Of course, this move mainly targets generative AI companies. Google is trying to keep them out of its courtyard by making it more difficult for them to suggest the right sources for their answers to users’ prompts. I don’t think this will change long-term if it does not raise costs for training LLM models using web data. But since it’s already so expensive today that few companies can afford it, the Scriptwall won’t change the landscape.
Implications of the Scriptwall
The Scriptwall will probably not change the AI landscape, but it is a symptom of the growing intolerance toward these generative AI companies.
In some cases, LLMs are a serious threat to the survival of online businesses.
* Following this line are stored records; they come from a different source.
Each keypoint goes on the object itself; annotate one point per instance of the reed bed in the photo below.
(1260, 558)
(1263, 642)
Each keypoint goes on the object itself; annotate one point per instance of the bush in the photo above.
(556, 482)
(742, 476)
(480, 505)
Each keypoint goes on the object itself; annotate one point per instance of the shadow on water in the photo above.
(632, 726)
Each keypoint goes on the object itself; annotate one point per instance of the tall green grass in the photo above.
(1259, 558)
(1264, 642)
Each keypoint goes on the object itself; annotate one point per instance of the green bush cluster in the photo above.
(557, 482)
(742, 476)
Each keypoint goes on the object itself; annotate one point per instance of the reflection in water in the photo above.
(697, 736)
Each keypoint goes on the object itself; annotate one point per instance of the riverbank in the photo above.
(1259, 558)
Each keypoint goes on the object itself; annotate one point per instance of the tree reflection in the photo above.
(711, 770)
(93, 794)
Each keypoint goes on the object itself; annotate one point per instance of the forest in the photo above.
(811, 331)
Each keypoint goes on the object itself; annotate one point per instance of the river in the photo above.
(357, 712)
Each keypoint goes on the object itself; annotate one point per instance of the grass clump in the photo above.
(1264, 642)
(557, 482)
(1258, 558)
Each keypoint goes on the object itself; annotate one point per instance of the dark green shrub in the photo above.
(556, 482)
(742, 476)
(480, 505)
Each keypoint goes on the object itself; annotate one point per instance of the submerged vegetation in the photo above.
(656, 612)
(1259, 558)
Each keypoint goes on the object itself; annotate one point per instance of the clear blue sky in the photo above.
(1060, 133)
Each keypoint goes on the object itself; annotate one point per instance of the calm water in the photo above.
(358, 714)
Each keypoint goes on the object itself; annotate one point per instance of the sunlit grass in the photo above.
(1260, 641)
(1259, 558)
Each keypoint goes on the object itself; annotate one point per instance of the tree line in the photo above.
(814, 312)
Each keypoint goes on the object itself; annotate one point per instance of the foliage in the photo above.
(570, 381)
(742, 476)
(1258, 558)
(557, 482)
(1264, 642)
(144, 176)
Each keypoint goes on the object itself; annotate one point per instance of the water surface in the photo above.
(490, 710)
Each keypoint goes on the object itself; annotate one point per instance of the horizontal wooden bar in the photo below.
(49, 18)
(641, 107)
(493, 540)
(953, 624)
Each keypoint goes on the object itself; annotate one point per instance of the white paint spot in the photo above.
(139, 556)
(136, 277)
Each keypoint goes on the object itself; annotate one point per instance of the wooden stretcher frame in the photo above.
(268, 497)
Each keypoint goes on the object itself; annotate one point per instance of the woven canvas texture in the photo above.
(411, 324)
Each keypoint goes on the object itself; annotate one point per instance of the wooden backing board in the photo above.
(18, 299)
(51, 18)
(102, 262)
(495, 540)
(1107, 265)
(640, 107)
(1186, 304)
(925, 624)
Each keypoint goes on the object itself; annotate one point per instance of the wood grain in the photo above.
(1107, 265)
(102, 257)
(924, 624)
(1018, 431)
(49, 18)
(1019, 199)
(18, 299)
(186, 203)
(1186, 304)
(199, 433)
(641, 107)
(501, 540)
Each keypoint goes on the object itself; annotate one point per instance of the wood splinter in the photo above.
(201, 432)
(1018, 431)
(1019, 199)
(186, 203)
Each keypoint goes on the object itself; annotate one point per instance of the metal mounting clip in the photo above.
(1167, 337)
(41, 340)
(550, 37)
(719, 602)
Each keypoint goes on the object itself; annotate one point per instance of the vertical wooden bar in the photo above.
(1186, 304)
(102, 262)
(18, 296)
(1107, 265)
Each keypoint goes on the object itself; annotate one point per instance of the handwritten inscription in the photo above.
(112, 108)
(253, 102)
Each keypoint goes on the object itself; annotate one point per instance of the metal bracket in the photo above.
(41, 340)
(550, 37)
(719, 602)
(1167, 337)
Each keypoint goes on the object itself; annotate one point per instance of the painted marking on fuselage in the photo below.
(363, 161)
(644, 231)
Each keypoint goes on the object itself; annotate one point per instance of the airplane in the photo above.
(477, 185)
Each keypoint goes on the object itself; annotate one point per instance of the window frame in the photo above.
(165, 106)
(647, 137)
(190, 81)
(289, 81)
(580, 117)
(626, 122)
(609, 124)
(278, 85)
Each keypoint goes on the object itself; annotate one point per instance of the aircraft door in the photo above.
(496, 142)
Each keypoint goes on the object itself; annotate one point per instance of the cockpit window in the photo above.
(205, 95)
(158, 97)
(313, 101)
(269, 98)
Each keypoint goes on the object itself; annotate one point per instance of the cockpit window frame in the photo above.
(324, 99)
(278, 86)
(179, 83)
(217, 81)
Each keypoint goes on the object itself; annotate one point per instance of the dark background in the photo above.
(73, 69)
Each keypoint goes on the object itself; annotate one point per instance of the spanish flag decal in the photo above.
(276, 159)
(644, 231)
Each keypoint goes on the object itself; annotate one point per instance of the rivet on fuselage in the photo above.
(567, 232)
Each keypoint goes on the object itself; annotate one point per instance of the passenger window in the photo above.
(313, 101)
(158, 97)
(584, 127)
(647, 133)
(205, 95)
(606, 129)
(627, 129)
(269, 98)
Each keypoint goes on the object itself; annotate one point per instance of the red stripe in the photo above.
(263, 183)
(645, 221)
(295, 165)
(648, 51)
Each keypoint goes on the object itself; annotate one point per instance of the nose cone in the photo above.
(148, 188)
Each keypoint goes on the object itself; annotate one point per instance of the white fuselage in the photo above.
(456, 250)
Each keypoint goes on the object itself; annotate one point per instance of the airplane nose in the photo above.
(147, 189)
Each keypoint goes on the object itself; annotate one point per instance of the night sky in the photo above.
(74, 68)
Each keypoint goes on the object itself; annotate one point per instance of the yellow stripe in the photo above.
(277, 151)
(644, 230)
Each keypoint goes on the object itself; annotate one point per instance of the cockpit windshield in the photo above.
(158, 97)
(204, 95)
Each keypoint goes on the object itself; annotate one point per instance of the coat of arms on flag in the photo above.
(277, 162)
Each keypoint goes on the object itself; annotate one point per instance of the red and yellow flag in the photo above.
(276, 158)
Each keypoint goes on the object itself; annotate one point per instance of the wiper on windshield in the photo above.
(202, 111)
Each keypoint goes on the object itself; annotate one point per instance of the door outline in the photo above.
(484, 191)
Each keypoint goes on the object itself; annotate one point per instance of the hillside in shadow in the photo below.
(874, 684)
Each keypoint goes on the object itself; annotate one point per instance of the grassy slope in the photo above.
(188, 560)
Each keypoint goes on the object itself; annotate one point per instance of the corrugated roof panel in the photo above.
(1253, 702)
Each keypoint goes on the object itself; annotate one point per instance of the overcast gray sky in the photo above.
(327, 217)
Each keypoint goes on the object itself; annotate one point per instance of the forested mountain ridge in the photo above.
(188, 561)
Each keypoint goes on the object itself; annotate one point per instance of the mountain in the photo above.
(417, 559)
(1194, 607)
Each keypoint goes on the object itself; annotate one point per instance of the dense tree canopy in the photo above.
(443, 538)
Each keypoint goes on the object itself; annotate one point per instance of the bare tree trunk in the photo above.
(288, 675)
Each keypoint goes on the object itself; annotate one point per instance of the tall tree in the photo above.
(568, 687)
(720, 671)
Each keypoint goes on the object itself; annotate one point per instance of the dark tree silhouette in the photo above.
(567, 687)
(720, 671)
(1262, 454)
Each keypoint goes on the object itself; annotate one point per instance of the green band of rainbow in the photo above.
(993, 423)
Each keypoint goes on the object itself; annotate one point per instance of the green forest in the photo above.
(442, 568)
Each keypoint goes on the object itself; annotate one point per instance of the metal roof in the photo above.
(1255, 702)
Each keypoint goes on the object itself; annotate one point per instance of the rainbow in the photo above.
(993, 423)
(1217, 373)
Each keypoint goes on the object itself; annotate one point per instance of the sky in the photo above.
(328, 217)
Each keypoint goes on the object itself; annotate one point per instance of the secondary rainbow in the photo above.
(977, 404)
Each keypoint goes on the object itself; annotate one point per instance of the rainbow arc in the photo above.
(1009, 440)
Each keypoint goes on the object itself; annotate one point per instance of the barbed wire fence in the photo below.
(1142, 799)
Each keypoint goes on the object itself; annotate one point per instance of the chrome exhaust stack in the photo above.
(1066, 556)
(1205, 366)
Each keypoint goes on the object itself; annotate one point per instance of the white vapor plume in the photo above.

Consider Stackoverflow: It was my “coding companion” until the advent of ChatGPT and Cursor. I barely access its website today, and I think I’m not the only one in this situation, as you can see from the latest 3 months of traffic monitored by Similarweb.
But I can bet that Stackoverflow was and is still one of the websites constantly scraped by AI companies to train their LLM: it’s the original source of the data, but this is ingested by LLMs, which are cannibalizing its business without giving back any attribution and revenue.
This is not an isolated case and will not be the last. Wikipedia, Quora, news websites, and others will have the same issues regarding maintaining traffic (and revenues). OpenAI and other companies naively suggested that websites use the robots.txt file if they don’t want to be scraped, but there are some documented cases where they openly ignored it.
So, what can these websites do to prevent being scraped? They could follow Google's example and contain their content inside a walled garden by making it harder to access or simply requiring an account, even a paid one. This would significantly damage the free internet as we know it today and, of course, also have implications for the web scraping industry.
Today, some companies are scraping StackOverflow or Quora for some reason, maybe some NLP algorithms, but this doesn’t directly hurt the website’s business. Before OpenAI, no company had such “scraping” power capable of extracting a massive quantity of data from the web, reusing it, and selling it to its customers as replies to prompts.
I’m probably a dreamer, but I hope that things will change soon and that OpenAI will share revenues or traffic with its data sources. Even because, if AI companies keep draining revenues from the websites until they shut down, its LLMs would not have any fresh data to be trained on.